Strengths and limitations
This paper reports on pregnancy intention and related outcomes from five HDSS sites in sub-Saharan Africa and Asia, utilising data on almost 15,000 stillbirths, neonatal deaths and live births. This research provides a valuable contribution to assessing pregnancy intention in LMICs, including an in-depth analysis of utility for two commonly used methods of assessing pregnancy intention in surveys plus additional questions. We have also reported on associations between pregnancy intention, health care utilisation and adverse pregnancy outcomes, with important programmatic consequences. Through our analysis of pregnancy intention and stillbirths, which has received less attention in previous studies, this paper provides a valuable contribution to stillbirth research.
Limitations include a cross-sectional study design, retrospective data collection, challenges with representing a nuanced understanding of pregnancy intention, restrictions on some analysis of stillbirths and neonatal deaths, and a high proportion of missing birthweight data. Firstly, and importantly, our cross-sectional survey design, as in the DHS, makes it difficult to establish pregnancy intentions prior to birth and limits assessing of causal association between pre-birth intention and stillbirth and neonatal outcomes. It is widely reported that retrospectively assessing pregnancy intention may underestimate unintended pregnancy due to reluctance to report a child as unwanted or mistimed following pregnancy and birth [15, 43, 49,50,51,52]. In addition, some women in this study were reporting on intention for pregnancies conceived up to 7 years prior to the survey, and previous evidence has shown that the longer the time since conception, the less likely a pregnancy is to be reported as unintended or unwanted [43, 53]. However, median length of recall of intention in the study appeared to be quite short; 26 months overall, with a range of just a few months (22–29 months) across sites. Secondly, the use of binary and categorical variables in this study may place limits on our understanding of pregnancy intention, as the concept is socially contextualised and may be better captured on a range or continuum of feelings or intentions.
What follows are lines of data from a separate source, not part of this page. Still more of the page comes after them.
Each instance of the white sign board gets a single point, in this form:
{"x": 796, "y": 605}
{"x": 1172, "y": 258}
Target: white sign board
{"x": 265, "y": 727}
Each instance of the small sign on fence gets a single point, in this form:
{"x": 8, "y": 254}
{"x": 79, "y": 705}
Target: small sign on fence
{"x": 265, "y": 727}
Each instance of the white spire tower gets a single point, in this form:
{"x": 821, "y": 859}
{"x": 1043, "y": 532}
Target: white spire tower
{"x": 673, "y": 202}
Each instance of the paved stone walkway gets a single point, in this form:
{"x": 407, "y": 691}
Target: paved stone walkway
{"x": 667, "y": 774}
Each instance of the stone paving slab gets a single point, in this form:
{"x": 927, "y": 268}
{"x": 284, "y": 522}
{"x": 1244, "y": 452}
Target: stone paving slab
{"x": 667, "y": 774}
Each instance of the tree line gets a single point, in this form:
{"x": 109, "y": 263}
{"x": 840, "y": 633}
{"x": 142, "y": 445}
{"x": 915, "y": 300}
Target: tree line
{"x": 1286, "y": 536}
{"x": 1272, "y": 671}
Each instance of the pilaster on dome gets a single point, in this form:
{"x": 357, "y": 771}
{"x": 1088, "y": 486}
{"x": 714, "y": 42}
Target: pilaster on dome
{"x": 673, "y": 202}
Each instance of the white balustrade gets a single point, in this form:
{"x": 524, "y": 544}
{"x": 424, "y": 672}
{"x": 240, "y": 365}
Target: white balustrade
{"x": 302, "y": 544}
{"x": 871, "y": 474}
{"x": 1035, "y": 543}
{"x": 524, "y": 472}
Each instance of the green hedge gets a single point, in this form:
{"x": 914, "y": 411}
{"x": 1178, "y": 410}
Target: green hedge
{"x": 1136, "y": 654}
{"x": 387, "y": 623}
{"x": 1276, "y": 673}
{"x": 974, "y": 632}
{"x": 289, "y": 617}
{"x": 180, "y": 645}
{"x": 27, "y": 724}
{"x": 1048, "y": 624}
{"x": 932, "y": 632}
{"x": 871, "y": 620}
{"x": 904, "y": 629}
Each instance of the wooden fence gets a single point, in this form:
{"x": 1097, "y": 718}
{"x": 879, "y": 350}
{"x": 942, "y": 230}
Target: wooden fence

Pregnancy intention is so closely linked to sociodemographic conditions that separating and categorising intentions in meaningful ways becomes difficult [9], and broadening the definition to include multiple social and cultural understandings of pregnancy intention is important. Thirdly, in examining the association between pregnancy intention and maternal health care utilisation, we restricted analyses to live births only, as most high-risk pregnancies ending in stillbirth or neonatal death are more likely to elicit greater obstetric care and thus increase maternal health care utilisation [24,25,26], which may have influenced our results. Lastly, 46.8% of birthweight data were missing, and it is unclear how this may have influenced the association between pregnancy intention and low birthweight.